What is the most important thing for overcoming alcoholism?
Duh. Total abstinence from alcohol. That should be priority number one, and this is obvious to any alcoholic who has battled with the disease.
Unbelievably, though, there are “professionals” in the field of substance abuse that feel that we are setting our sites too high by expecting recovering alcoholics to maintain a lifetime of continuous sobriety. These professionals are saying that we need to “rethink our measure of success” and that we should “stop measuring success only in terms of total abstinence from alcohol.”
Dr. Nora Volkow of the NIDA states that “Our expectations for treatment are high” and that we “should also expect that those who are addicted may require multiple episodes of treatment continuing over the course of the disorder. We need to study further how to improve abstinence rates and quality of care.” She goes on to say that we should start incorporating other measures of success, like whether or not a person can stay out of legal trouble, or if they can stay successfully employed.

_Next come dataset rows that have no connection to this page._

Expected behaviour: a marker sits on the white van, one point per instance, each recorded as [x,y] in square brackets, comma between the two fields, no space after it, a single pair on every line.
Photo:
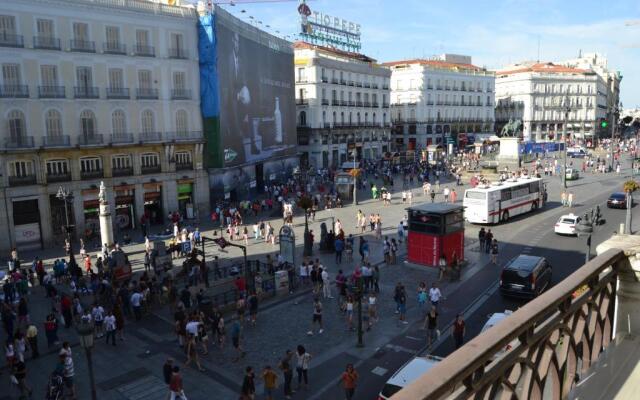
[408,373]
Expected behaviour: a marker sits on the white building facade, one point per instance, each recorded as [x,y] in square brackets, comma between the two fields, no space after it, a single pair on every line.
[446,99]
[342,102]
[551,100]
[91,91]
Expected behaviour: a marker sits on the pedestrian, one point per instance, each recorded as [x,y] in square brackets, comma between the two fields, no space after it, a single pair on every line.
[458,330]
[349,380]
[431,324]
[494,252]
[317,317]
[270,382]
[285,367]
[302,365]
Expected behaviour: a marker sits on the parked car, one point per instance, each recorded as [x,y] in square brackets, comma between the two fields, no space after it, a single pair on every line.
[618,200]
[566,225]
[572,174]
[525,276]
[408,373]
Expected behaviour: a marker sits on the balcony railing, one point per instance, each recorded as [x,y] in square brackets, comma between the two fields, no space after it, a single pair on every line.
[118,93]
[185,136]
[144,51]
[90,140]
[62,177]
[180,94]
[122,138]
[560,334]
[93,174]
[51,92]
[20,142]
[14,91]
[86,92]
[46,43]
[184,166]
[85,46]
[150,169]
[150,137]
[56,141]
[114,48]
[22,180]
[146,94]
[178,53]
[128,171]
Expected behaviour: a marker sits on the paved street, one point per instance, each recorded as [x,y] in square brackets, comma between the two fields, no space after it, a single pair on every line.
[283,321]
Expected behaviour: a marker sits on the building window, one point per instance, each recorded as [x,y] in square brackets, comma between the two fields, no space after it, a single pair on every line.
[182,123]
[53,123]
[16,125]
[118,122]
[57,167]
[183,157]
[147,121]
[149,160]
[121,161]
[21,169]
[87,123]
[90,164]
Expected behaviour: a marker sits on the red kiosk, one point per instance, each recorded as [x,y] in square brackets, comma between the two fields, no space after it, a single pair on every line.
[435,229]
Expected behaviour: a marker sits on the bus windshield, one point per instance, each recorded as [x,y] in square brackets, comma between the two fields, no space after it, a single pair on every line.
[470,194]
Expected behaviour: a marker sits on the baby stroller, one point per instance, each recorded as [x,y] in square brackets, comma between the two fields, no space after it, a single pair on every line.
[55,387]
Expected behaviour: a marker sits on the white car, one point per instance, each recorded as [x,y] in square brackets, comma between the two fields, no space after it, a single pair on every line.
[494,319]
[566,225]
[408,373]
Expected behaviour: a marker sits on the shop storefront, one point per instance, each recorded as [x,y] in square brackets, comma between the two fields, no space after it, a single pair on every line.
[153,202]
[185,198]
[125,207]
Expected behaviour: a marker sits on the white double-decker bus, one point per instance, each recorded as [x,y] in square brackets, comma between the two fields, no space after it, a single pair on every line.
[497,202]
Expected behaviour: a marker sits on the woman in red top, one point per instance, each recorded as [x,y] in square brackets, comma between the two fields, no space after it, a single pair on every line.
[349,379]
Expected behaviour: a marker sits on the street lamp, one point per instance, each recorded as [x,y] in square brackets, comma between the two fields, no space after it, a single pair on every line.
[585,228]
[85,332]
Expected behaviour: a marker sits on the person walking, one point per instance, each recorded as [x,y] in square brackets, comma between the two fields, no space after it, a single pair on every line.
[458,331]
[349,380]
[302,365]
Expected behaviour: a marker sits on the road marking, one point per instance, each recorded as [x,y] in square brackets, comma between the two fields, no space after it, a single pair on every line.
[379,371]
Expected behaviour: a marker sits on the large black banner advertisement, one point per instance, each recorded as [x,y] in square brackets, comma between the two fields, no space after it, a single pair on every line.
[257,99]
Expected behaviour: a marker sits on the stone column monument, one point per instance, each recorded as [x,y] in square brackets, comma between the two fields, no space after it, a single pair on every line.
[106,228]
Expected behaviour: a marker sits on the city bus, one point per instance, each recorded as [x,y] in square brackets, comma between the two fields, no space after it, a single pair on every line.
[497,202]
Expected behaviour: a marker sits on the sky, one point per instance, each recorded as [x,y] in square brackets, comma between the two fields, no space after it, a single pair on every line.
[494,33]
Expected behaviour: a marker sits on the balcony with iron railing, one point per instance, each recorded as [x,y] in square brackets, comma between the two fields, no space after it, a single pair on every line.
[141,50]
[46,43]
[180,94]
[56,141]
[146,94]
[59,177]
[19,142]
[83,46]
[14,91]
[573,341]
[178,53]
[123,171]
[118,93]
[150,137]
[86,92]
[114,48]
[93,139]
[22,180]
[92,174]
[51,92]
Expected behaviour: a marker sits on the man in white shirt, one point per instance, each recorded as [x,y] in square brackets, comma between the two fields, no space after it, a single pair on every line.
[434,295]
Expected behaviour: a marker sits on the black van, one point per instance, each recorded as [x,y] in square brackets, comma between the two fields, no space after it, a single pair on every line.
[525,276]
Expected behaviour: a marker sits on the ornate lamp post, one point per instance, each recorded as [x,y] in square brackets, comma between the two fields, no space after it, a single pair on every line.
[85,332]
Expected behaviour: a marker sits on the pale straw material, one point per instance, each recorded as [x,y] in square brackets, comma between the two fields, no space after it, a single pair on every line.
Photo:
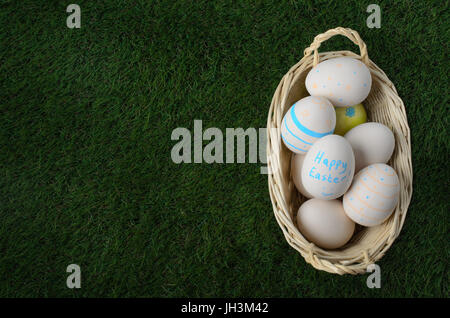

These are dangerous ideas, in my opinion, and we should not allow ourselves to start down a road where we start to measure success in recovery by anything other than total abstinence. It bears repeating that if you are successful in moderating your alcohol use, then you are not an alcoholic, and therefore do not even apply to this discussion. We are talking about alcoholics here who cannot control their drinking, and therefore need some sort of recovery program in order to maintain any sort of meaningful sobriety.
The question of “measuring success” without using “total abstinence” as the benchmark is a very slippery slope. How easy it would be for me to say “Hey, I only drank 3 beers or less on 90 percent of the days last month!” What kind of recovery is that? If you lower the bar even a little bit, it throws the entire idea of recovery down the toilet. One weekend slip up could erase tons of progress that someone made while they were sober. For an alcoholic, one slip-up could do a lot worse than that, actually. But according to our new measure of success, that one “slip-up” is supposed to be alright? That’s just crazy!
I can sympathize a bit with the treatment industry, because the success rates for maintaining sobriety are actually pretty bad. We all know this and accept it as fact by now. But the world has also come to terms with the fact that addiction and alcoholism is a serious issue, and we know that treatment is an uphill battle…a true struggle for any addict or alcoholic. We know it’s hard, and society is starting to accept that there is probably no magical cure for it.
But that doesn’t mean there aren’t winners out there. There are thousands of people around the world who are working an active program of recovery and–as a result–are achieving long term sobriety. Real recovery is happening every day. There is hope out there. Anyone can recover if they want to badly enough, and there are many people in recovery who are willing to reach out and help you. If you want it.
Always remember: the most important thing in my recovery is that I do not use drugs or alcohol today. Period.
The rest is just details. The steps are there to help you deal with life after you have made the firm decision for abstinence.